The European Union destroys UK jobs with the burden of excessive regulation, and by its attempts to protect outdated industries.

The EU was devised in the Fifties to solve the problems of the Forties.   It has no relevance to the twenty-first century.   Its reliance on Big Government, restrictive labour markets, state subsidy and ever-increasing regulation is counter-productive in a modern world of global competition, consumer choice and innovation.

The Burden of EU Regulations

The EU Commission itself has estimated that EU regulation costs businesses 600 billion Euros a year, while the savings from the free market amount to only 180 billion Euros. These costs handicap British businesses in creating jobs. Only 15% of our economy exports to the EU, but all of our businesses, however small and local, suffer from EU regulation. The City, our most successful exporter, is now starting to feel the heavy hand of EU interference. More and more industries are similarly affected - see News of the European Union.

EU laws (created by Brussels bureaucrats who have never had real jobs) are the cause of Europe's reducing prosperity, compared with other areas of the world. Our North American and Far East competitors are not weighed down by EU bureaucracy. Unhindered by the EU, our economy would expand far faster.

Free Trade Creates Jobs

Economies like the UK and the US that open themselves up to international competition benefit from it. They specialise in the things that they do best, and their industries are forced to innovate in order to survive. The EU has never understood this. France in particular tries to protect every industry threatened with international competition.

"The EU's Future Is Bleak - There's Nothing we can do about it"   Who Says so? The EU itself.

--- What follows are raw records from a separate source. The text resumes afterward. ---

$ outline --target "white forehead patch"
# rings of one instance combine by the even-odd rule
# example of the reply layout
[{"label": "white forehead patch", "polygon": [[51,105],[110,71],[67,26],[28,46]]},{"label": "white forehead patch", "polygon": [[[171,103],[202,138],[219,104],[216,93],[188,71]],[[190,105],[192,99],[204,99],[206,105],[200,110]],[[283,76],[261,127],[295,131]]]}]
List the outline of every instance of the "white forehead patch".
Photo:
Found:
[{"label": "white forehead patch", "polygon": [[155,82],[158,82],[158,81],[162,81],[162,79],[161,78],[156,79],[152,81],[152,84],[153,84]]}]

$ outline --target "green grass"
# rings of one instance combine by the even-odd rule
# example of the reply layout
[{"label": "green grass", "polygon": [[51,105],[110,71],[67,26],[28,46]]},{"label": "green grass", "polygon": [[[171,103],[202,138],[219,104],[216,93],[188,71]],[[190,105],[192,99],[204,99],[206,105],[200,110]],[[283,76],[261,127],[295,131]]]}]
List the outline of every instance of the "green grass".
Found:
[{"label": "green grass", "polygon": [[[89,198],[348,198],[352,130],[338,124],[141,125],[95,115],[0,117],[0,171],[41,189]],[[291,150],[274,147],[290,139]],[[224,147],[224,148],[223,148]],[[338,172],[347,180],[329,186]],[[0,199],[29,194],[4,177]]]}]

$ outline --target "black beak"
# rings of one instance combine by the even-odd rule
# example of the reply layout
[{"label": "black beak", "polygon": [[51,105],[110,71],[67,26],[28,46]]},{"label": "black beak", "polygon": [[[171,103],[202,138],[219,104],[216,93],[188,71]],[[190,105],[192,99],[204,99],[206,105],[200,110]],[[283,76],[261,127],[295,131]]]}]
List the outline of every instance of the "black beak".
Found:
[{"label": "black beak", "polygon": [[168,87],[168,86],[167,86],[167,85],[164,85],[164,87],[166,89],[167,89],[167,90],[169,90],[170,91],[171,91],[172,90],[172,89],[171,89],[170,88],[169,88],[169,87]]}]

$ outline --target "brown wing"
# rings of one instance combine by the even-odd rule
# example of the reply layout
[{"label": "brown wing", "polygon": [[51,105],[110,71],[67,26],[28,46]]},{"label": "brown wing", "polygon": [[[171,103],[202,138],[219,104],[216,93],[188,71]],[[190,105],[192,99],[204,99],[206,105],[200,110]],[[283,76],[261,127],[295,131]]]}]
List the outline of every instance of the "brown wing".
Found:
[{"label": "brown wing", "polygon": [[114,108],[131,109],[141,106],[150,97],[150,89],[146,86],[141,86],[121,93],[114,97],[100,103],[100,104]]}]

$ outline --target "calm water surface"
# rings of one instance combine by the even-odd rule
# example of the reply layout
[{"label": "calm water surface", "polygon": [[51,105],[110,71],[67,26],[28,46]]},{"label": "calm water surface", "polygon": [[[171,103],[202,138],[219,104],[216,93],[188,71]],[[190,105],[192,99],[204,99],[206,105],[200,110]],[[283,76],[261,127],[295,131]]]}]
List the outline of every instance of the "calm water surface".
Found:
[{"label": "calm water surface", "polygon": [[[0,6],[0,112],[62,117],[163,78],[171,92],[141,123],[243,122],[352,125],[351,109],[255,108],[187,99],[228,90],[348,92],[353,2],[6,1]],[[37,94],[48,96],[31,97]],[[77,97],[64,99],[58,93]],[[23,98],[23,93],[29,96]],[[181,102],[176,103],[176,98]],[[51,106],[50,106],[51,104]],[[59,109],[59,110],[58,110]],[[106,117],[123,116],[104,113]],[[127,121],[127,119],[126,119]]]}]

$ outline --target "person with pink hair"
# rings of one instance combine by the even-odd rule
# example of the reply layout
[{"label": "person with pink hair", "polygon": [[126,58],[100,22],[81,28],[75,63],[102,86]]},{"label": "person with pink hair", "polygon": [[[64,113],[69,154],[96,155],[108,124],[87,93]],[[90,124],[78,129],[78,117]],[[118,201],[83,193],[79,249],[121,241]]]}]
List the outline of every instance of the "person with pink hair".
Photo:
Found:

All forecasts predict economic decline for the EU, but things are getting worse - the chart below comes from the European Commission itself. While Brussels says it is reducing bureaucracy, it brought in 3,350 new laws in the six months of the UK's Presidency - almost a record. Blaming red tape, Europe's biggest companies plan to make 40% of their investments outside the EU, so job losses due to our EU membership are about to increase.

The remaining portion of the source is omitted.